A new astonishing State Auditor's Office report, raises grave concerns as the highest ranking Auditor in the state is unable to decipher how much the first part of the Trans Texas Corridor (TTC) project will actually cost, even though Cintra/TxDOT contract was signed two years ago.
The report focused on the Texas Department of Transportation's first of many sections of the TTC, the TTC-35 Comprehensive Development Agreement with Cintra-Zachry, LP.
Perhaps the most shocking part of the report is the fact that TxDOT could be required to forgo ALL the revenue it's claimed the state would receive.
The revenue TxDOT promised to members of the legislature, the public and the press, has been one of the key selling points TxDOT's has used time and time again.

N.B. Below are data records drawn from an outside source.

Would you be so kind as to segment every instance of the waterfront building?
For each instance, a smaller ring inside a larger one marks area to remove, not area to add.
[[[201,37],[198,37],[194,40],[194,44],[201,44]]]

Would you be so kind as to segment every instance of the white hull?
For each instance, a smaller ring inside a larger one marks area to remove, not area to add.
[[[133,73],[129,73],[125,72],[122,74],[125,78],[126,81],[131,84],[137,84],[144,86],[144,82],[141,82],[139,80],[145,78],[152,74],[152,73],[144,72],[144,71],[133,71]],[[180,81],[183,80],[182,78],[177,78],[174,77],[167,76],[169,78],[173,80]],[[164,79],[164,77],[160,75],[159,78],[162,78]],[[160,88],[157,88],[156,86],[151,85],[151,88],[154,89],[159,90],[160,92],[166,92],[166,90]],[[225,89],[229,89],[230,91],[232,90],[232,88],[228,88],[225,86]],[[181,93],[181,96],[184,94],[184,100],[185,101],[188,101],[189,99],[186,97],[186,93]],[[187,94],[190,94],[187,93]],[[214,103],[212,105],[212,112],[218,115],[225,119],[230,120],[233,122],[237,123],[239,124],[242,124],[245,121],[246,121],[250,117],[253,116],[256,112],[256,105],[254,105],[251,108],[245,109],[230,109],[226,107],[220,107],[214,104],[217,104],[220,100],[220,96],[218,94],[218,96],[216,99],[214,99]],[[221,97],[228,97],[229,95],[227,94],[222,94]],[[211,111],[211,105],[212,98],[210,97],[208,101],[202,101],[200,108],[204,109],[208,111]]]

This new information ads fuel to the fire as the public is finding out about TxDOT's 90 day forceable eminent domain “quick-take” for over 500,000 acres of Texas land. Charges of “misallocations and exclusions” about the work done to date, on the 50 year contract, are included in the report:
“Weaknesses in the Department's accounting for project costs and monitoring of the developer create risks that the public will not know how much the State pays for TTC-35 or whether those costs were appropriate.
Not adequately monitoring developers also exposes the State to future financial liability.”
And, 53% of TTC-35 costs to date were incorrectly allocated to other projects. Invoices included hours billed that could not be tied to any progress reports or tasks performed. The report also states:
“The Department omitted indirect costs of $906,774 in fiscal year 2005 and $583,642 in fiscal year 2004.”
Also, from the summery:
“There is a lack of reliable information regarding projected toll road construction costs, operating expenses, revenue, and developer income.”
In 2005, the State Comptroller came out with an investigative report showing how Regional Mobility Authority's, by privatizing and tolling public highways, created double taxation, by diverting tax dollars intended for free roads, into toll roads. The report also showed RMA board members giving no-bid contracts to themselves and their friends.
Bureaucracy always costs more.
The Texas Transportation Institute report that came out just weeks ago stated that tolls would not be needed if we indexed the gas tax. Tolls per mile would cost drivers about 20 times more than the additional cost of indexing the gas tax.